Yeah, that came up in Lesotho, where there was an attempt to price out the loss of things like herbs that the downstream people used and would no longer have access to once the dams cut off the flow of the river. The market cost of these herbs would be almost nothing and yet they were very important to these people's livelihood. Somehow you have to have a way of taking these things into account. You also need to take into account the aesthetic value of a flowing river. I don't know of any pricing mechanism that does that. That comes into play in the current movement to take down the O'Shaughnessy Dam in Hetch Hetchy Valley, which supplies San Francisco with water.
I meant to ask you about that. I remember on visits to the Hoover Dam and the Glen Canyon Dam along the Colorado feeling seduced by their majesty and ingenuity, no matter what I happened to know about their destructiveness. Is there any pleasure for you in the sight of a large dam?
[Laughs] Well, there is a kind of awe that I feel when I see them. They're amazing structures and they're magnificent ones. Certainly the Hoover Dam was built with some aesthetic values in play -- polished terrazzo granite floors and art deco fittings. It's quite beautiful to go through, but the same is not true for the more utilitarian dams that have typically been built since then.
So is there any such thing as a good dam?
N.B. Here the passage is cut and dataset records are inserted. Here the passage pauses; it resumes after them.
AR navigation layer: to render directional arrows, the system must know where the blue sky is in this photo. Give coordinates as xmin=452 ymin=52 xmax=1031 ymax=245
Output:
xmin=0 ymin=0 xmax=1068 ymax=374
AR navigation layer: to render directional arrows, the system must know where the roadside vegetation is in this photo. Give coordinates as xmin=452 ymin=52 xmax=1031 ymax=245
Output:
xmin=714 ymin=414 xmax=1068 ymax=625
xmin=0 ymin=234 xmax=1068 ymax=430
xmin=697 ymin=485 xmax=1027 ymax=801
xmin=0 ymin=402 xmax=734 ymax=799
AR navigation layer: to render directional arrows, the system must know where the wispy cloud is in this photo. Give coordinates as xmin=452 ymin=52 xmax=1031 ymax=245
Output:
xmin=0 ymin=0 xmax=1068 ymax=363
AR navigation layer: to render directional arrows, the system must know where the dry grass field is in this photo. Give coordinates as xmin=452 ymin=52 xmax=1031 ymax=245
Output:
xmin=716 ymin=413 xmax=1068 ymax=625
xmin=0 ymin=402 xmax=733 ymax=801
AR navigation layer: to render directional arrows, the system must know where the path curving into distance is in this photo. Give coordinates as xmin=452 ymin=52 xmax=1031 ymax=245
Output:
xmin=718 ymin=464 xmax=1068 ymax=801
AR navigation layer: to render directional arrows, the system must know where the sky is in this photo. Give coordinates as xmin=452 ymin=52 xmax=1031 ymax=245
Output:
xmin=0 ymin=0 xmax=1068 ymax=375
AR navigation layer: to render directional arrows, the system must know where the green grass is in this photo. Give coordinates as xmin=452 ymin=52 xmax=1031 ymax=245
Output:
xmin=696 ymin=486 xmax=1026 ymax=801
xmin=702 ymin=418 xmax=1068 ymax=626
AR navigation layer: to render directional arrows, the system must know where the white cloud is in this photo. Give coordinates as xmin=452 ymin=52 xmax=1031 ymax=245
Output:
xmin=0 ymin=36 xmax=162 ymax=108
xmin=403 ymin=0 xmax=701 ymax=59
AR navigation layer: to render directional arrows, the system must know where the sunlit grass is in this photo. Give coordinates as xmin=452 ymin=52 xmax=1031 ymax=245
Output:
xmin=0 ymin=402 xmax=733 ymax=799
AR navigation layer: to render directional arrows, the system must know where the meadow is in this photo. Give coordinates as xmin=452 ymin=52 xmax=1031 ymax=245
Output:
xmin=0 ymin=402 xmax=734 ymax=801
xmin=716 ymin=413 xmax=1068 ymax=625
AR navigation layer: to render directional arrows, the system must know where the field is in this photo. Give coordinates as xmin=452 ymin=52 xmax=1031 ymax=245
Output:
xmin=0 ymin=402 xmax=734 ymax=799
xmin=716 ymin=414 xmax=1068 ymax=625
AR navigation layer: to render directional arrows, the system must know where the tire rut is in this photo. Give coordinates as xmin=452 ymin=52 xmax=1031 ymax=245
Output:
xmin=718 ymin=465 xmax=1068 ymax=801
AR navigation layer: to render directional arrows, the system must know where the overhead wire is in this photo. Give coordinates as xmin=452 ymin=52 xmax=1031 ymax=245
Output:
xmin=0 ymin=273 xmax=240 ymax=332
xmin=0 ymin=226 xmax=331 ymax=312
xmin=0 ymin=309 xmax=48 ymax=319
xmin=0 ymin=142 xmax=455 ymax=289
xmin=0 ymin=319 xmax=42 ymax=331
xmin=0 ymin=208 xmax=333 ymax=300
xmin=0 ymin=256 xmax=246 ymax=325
In rare instances there may be. The needs that call a dam into being may be so big as to be hard to ignore. It's hard to say that people of developing nations should be deprived of water, particularly when one in five people on the planet lack enough for their basic needs. But I think if we applied the standards of the World Commission on Dams -- if we examined every cheaper alternative and priced dams according to their true value -- we would build far fewer of them. And I'm willing to live with that standard. Building dams willy-nilly on every river is insanity.